I recently read an interview with Julia in the January 2012 Sun magazine, where she said she goes back once or twice a year to visit Luna. “The experience taught me that every living thing can communicate,” she told the interviewer. “So I return to let Luna know that I still care.”
I have already written about the ways trees communicate with one another through leaves and their root systems. But can trees communicate with us? It seems absurd to even ask the question—but maybe not.
A couple of years ago I was spending the night in a friend’s house, and picked a book at random from the shelves for bedside reading. It was Under the Greenwood Tree by the British novelist Thomas Hardy, published in 1872. And this is how it begins:
To dwellers in a wood almost every species of tree has its voice as well as its feature. At the passing of the breeze the fir-trees sob and moan no less distinctly than they rock; the holly whistles as it battles with itself; the ash hisses amid its quiverings; the beech rustles while its flat boughs rise and fall. And winter, which modifies the note of such trees as shed their leaves, does not destroy its individuality.
Hardy knew what many people living close to nature, especially the indigenous people, have always known. My friend the songwriter Dana Lyons told me how, after spending a few days under an ancient tree in an old-growth forest of the Pacific Northwest, he was suddenly filled with a song, which is called, simply, “The Tree.”
Shortly after this he was asked to play the song at a Native American powwow. At the end he said how it had seemed as though the tree had “given” him the song—music, words, and all. “Of course,” said the chief, and not only told Dana the species of tree but that he recognized the individual tree and told him its exact location. “We know all their voices,” said one of the elders.
Tuck is another good friend of mine who is familiar with tree voices. He works for the Kadoorie Farm and Botanic Garden in Hong Kong. There is a little bungalow hidden away in the forest that clothes the slopes of a mountain rising up above the polluted air of the city below. When I have time, I like to walk along the steep trails, to visit the hidden waterfalls and other secret places. It is open to the public in daylight hours, and many people come—to photograph the diversity of trees and plants, or just to breathe clean air for a few hours. But it closes at sunset.

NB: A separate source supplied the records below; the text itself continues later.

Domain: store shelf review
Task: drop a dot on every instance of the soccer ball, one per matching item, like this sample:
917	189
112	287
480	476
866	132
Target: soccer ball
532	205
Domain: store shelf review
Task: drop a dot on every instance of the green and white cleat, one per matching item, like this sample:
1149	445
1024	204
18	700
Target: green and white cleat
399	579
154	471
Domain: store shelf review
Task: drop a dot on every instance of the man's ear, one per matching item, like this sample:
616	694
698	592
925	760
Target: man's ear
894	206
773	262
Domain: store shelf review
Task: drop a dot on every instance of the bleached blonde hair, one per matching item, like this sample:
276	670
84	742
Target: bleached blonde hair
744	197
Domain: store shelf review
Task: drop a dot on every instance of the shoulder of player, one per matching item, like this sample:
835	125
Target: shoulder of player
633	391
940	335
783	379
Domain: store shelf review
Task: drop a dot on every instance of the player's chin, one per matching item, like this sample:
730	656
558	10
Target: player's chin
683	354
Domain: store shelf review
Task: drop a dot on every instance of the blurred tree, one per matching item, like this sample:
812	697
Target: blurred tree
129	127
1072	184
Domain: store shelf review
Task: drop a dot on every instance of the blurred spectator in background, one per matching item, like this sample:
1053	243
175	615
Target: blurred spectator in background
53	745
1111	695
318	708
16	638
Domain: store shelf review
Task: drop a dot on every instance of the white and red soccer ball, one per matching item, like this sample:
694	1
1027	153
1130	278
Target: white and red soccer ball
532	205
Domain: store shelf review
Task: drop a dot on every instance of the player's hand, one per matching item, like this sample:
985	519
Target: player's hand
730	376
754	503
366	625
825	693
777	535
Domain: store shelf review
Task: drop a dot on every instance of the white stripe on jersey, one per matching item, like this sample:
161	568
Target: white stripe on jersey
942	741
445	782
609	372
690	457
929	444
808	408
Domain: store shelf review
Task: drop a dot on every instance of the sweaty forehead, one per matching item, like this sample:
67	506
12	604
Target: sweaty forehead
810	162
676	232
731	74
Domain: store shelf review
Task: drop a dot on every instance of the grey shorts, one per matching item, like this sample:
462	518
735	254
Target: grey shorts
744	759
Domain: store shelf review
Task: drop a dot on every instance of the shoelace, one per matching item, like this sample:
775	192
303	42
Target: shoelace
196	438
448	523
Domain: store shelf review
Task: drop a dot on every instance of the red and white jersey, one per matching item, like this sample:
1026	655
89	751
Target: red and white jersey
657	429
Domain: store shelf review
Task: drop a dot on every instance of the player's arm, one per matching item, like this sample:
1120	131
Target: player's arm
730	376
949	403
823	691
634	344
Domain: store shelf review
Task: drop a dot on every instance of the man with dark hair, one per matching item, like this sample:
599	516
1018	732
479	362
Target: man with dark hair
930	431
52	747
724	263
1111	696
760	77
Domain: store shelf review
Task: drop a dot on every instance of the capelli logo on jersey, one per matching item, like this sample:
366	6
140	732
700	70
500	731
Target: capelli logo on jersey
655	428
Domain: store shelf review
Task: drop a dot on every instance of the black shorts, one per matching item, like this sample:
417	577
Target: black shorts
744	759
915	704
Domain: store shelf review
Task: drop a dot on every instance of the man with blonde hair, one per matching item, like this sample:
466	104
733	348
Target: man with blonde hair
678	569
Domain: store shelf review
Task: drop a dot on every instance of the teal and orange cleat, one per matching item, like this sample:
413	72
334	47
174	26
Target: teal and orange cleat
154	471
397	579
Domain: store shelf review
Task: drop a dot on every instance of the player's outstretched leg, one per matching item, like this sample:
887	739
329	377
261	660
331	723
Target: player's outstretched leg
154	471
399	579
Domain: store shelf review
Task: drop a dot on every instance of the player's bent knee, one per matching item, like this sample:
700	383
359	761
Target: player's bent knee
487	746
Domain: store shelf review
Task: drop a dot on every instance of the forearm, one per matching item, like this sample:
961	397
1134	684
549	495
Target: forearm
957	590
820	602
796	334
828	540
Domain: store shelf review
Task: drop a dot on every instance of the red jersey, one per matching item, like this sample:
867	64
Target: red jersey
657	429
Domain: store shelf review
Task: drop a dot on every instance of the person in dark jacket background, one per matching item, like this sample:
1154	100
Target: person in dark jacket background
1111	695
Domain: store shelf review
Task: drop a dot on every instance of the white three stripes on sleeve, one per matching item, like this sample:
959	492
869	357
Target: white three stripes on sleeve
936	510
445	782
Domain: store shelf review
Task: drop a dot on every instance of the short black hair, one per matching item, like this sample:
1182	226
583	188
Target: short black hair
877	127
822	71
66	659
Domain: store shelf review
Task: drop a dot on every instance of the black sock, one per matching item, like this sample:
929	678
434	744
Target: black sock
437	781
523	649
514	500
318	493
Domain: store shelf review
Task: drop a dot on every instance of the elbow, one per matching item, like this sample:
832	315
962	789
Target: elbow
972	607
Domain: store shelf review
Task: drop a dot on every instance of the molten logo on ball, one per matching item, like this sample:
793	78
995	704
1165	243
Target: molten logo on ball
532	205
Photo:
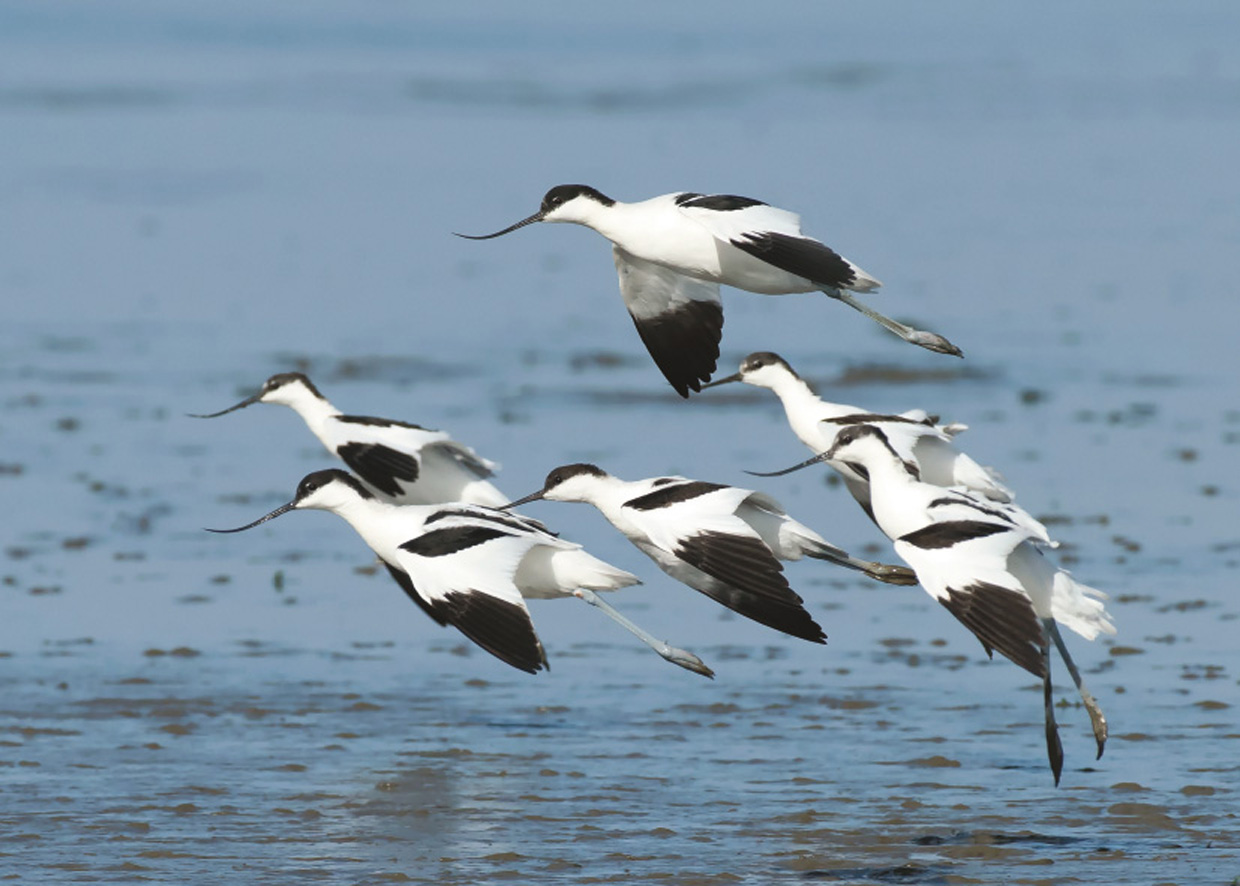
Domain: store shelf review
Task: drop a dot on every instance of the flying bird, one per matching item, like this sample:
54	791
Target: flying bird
923	444
985	568
675	250
722	540
398	461
474	566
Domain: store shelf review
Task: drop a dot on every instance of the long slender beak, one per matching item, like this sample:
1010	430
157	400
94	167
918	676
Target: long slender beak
531	497
815	460
723	381
523	222
282	509
247	402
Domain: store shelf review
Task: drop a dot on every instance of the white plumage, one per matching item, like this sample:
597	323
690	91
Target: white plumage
398	461
473	566
672	253
722	540
986	568
916	436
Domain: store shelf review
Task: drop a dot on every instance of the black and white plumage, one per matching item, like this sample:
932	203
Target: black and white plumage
672	253
722	540
401	462
916	436
474	566
986	568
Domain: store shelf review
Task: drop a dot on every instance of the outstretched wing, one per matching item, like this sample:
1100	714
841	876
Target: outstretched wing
464	566
680	319
774	236
962	564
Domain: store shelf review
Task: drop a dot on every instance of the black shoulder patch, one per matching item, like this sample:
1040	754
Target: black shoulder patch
685	343
378	423
749	580
718	202
504	518
869	418
1002	620
671	495
799	255
380	466
976	506
451	539
949	533
497	626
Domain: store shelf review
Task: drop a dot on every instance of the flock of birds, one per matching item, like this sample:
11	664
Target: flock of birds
425	504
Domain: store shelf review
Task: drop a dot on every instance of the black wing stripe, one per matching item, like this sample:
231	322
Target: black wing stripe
799	255
451	539
500	627
969	503
718	202
1002	620
683	342
380	466
950	533
370	420
672	495
750	583
478	512
871	418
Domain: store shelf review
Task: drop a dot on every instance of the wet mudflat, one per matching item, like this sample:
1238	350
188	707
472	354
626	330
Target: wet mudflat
251	193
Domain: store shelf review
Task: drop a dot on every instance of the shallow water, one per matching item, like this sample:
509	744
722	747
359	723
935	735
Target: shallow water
194	200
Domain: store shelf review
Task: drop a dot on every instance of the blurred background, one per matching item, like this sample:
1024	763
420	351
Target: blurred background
194	197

After dark Tuck sometimes drives me around to look for porcupines, barking deer, wild boar, and the little leopard cat. The trees seem to acquire a new presence at night: they are stripped of color, and it is their shapes that one notices. Strange, gnarled, their branches reaching out over the road like arms.
During one such drive Tuck stopped the car beside a large tree whose roots were helping to hold the soil in place on the almost-perpendicular slope from which he grew.
“This old tree has something to say to you,” said Tuck.
I was not surprised by his remark, for I knew that he had attended seminars on listening to trees. When it was first proposed, he had thought the whole idea quite crazy, but he had gradually become a believer. He finds he can receive energy from certain trees when he stands near them and meditates.
We sat in the silence that followed the cutting of the engine. There was the call of an owl. After some moments of deep attention to that old tree, I seemed to feel or sense a message—a sort of thinking that urged patience, endurance. I should not expect that the world could change quickly. I should just carry on, do all I could, and never lose hope.
Perhaps I imagined it. Perhaps it was what I expected to hear from an old tree. But it left me with a tranquility of spirit, and I was grateful. It was not the tranquility that may come with fatalism. The old tree, most surely, was not suggesting we stop our efforts to prevent the felling of the forests, and the extinction of species. No, rather we must work harder, knowing it will take time, and never give up.